Prior to the Supreme Court’s decision in Citizens United v. FEC, 558 U.S. 310 (2010), the Federal Election Campaign Act (the Act) generally restricted corporations from participating in the electoral process, but allowed limited, indirect corporate political activity through the establishment of an SSF. 2 U.S.C. §441b(b)(2)(C). The costs of establishing, administering and soliciting for an SSF may be paid exclusively by the SSF's sponsoring entity (the connected organization) and such costs are not subject to disclosure requirements. However, the Act imposes restrictions on SSF solicitations, including limits on who may be solicited to contribute to the SSF: Shareholders, executive and administrative personnel and the families of both groups may be solicited, but not the general public. 2 U.S.C. §441b(b)(4)(A)(i).

STII is the connected organization of the Fund, its SSF. STII wished to be able to solicit the general public for contributions to a separate account that was to be opened by the Fund and used solely to make independent expenditures, while not disclosing its payments for the administrative and solicitation costs of the Fund. The U.S. District Court for the District of Columbia dismissed the case on November 5, 2012, and STII and the other plaintiffs appealed that decision to the Court of Appeals.

Court of appeals decision

The court of appeals disagreed with STII's constitutional claims, holding that they fell short on the merits. The court stated that, "Simply put, Stop This Insanity would like to use its segregated fund to solicit the entire public while concealing its expenses for such solicitation."

Although Stop This Insanity, Inc. has the ability to make independent expenditures directly from its corporate treasury funds without using an SSF to do so, the court noted that it nonetheless chose to establish an SSF to make such independent expenditures: "Despite the availability of a more robust option—at least when it comes to independent expenditures—the Corporation has decided to do things the hard way. And now, trapped in a snare it has fashioned for itself, STII decries its inability to use the [SSF] in the way it sees fit—without the limits Congress attached to the operation of these funds."

The court wrote that a "critical flaw" in STII’s argument was that it voluntarily chose a more complicated means of engaging in its political speech than it had to use and "claims [that] there is a constitutional right to do things the hard way. We cannot sanction such an illogical conclusion." The court further noted that no PAC has the ability to make solicitations of the general public (as opposed to only a limited class of individuals) for contributions to pay for political speech without disclosing who is funding the PAC’s administrative and solicitation expenses.

The court explained that solicitation restrictions do not restrict the manner or amount in which a PAC may spend money, and held that the solicitation restrictions challenged by STII "are not properly treated as constraints on independent expenditures," nor do they "silence" a particular speaker.
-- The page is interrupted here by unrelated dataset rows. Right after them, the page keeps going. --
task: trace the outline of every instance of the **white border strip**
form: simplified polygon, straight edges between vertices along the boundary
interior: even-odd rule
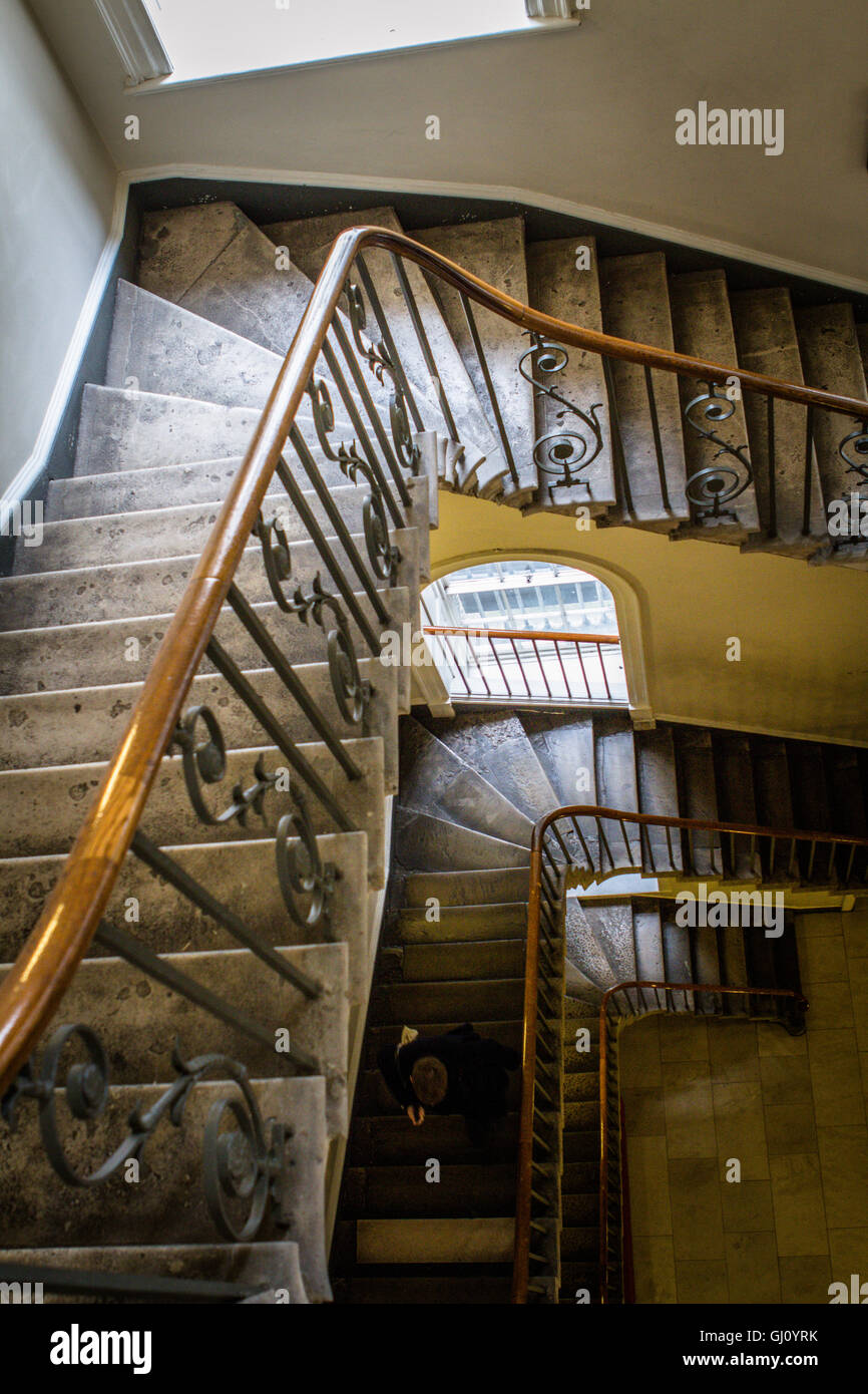
[[[651,223],[644,217],[633,217],[626,213],[609,213],[602,208],[595,208],[592,204],[574,204],[570,199],[555,198],[538,190],[518,188],[509,184],[456,184],[444,180],[396,178],[389,174],[238,169],[231,164],[155,164],[145,169],[127,170],[124,177],[130,184],[149,184],[160,178],[213,178],[234,180],[240,184],[308,184],[313,188],[376,190],[392,194],[433,194],[443,198],[485,198],[503,204],[527,204],[531,208],[539,208],[550,213],[564,213],[568,217],[602,223],[605,227],[620,227],[624,231],[674,243],[679,247],[692,247],[697,251],[709,252],[712,256],[727,256],[733,261],[748,262],[754,266],[761,266],[764,270],[780,272],[783,276],[800,276],[804,280],[815,280],[823,286],[848,290],[855,296],[868,296],[868,280],[858,276],[844,276],[840,272],[829,270],[829,268],[809,266],[805,262],[789,261],[786,256],[775,256],[772,252],[758,251],[755,247],[741,247],[737,243],[726,243],[718,237],[706,237],[702,233],[670,227],[667,223]]]
[[[127,174],[118,176],[114,188],[114,206],[111,209],[109,236],[102,252],[99,254],[96,269],[91,277],[91,284],[88,286],[88,293],[84,298],[78,319],[75,321],[75,329],[72,330],[70,346],[64,354],[57,381],[42,418],[42,425],[39,427],[39,435],[36,436],[31,454],[18,470],[18,474],[10,481],[4,492],[0,495],[0,509],[24,502],[47,464],[52,446],[54,445],[54,439],[72,393],[75,378],[81,368],[81,360],[85,348],[88,347],[88,339],[93,332],[93,323],[99,314],[103,296],[106,294],[114,261],[120,251],[121,241],[124,240],[130,184],[131,180]]]

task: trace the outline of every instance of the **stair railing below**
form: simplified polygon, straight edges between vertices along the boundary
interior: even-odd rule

The court declined to accept the argument of STII, writing that STII already is capable of conducting broad solicitations, yet "it wants a vehicle capable of soliciting without transparency." In affirming the District Court's dismissal, the Court of Appeals held that "[i]f the Fund wishes to solicit freely, it must do so in the light."

Supreme Court decision

On January 12, 2015, the United States Supreme Court denied STII's Petition for a Writ of Certiorari thereby letting stand the dismissal of STII's complaint.